See Copyright.txt or http://www.kitware.com/Copyright.htm for details.
This software is distributed WITHOUT ANY WARRANTY; without even
the implied warranty of MERCHANTABILITY or FITNESS FOR A PARTICULAR
PURPOSE. See the above copyright notice for more information.
=========================================================================*/
/**
* @class vtkCamera
* @brief a virtual camera for 3D rendering
*
* vtkCamera is a virtual camera for 3D rendering. It provides methods
* to position and orient the view point and focal point. Convenience
* methods for moving about the focal point also are provided. More
* complex methods allow the manipulation of the computer graphics
* model including view up vector, clipping planes, and
* camera perspective.
* @sa
* vtkPerspectiveTransform
*/
#ifndef vtkCamera_h
#define vtkCamera_h
#include "vtkRenderingCoreModule.h" // For export macro
#include "vtkObject.h"
#include "vtkRect.h" // for ivar
class vtkHomogeneousTransform;
class vtkMatrix4x4;
class vtkPerspectiveTransform;
class vtkRenderer;
class vtkTransform;
class vtkCallbackCommand;
class vtkCameraCallbackCommand;
class VTKRENDERINGCORE_EXPORT vtkCamera : public vtkObject
{
public:
vtkTypeMacro(vtkCamera, vtkObject);
void PrintSelf(ostream& os, vtkIndent indent);
/**
* Construct camera instance with its focal point at the origin,
* and position=(0,0,1). The view up is along the y-axis,
* view angle is 30 degrees, and the clipping range is (.1,1000).
*/
static vtkCamera *New();
//@{
/**
* Set/Get the position of the camera in world coordinates.
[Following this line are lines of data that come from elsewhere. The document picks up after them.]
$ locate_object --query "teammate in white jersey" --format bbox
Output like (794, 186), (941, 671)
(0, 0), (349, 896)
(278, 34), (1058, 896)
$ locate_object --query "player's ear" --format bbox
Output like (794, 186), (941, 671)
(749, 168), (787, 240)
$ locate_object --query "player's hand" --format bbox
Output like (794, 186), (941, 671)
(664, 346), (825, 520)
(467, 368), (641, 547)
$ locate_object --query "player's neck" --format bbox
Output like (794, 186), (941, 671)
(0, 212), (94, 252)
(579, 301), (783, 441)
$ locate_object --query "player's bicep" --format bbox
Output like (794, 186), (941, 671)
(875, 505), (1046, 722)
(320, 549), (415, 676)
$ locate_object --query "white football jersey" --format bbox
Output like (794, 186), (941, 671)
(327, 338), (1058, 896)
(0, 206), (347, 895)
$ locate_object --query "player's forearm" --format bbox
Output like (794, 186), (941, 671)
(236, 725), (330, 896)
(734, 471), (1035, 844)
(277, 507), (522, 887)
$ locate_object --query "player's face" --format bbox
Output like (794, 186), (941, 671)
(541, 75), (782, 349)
* The default position is (0,0,1).
*/
void SetPosition(double x, double y, double z);
void SetPosition(const double a[3]) {
this->SetPosition(a[0], a[1], a[2]); };
vtkGetVector3Macro(Position, double);
//@}
//@{
/**
* Set/Get the focal of the camera in world coordinates.
* The default focal point is the origin.
*/
void SetFocalPoint(double x, double y, double z);
void SetFocalPoint(const double a[3]) {
this->SetFocalPoint(a[0], a[1], a[2]);};
vtkGetVector3Macro(FocalPoint, double);
//@}
//@{
/**
* Set/Get the view up direction for the camera. The default
* is (0,1,0).
*/
void SetViewUp(double vx, double vy, double vz);
void SetViewUp(const double a[3]) {
this->SetViewUp(a[0], a[1], a[2]); }
vtkGetVector3Macro(ViewUp, double);
//@}
/**
* Recompute the ViewUp vector to force it to be perpendicular to
* camera->focalpoint vector. Unless you are going to use
* Yaw or Azimuth on the camera, there is no need to do this.
*/
void OrthogonalizeViewUp();
/**
* Move the focal point so that it is the specified distance from
* the camera position. This distance must be positive.
*/
void SetDistance(double);
//@{
/**
* Return the distance from the camera position to the focal point.
* This distance is positive.
*/
vtkGetMacro(Distance, double);
//@}
//@{
/**
* Get the vector in the direction from the camera position to the
* focal point. This is usually the opposite of the ViewPlaneNormal,
* the vector perpendicular to the screen, unless the view is oblique.
*/
vtkGetVector3Macro(DirectionOfProjection, double);
//@}
/**
* Divide the camera's distance from the focal point by the given
* dolly value. Use a value greater than one to dolly-in toward
* the focal point, and use a value less than one to dolly-out away
* from the focal point.
*/
void Dolly(double value);
//@{
/**
* Set the roll angle of the camera about the direction of projection.
*/
void SetRoll(double angle);
double GetRoll();
//@}
/**
* Rotate the camera about the direction of projection. This will
* spin the camera about its axis.
*/
void Roll(double angle);
/**
* Rotate the camera about the view up vector centered at the focal point.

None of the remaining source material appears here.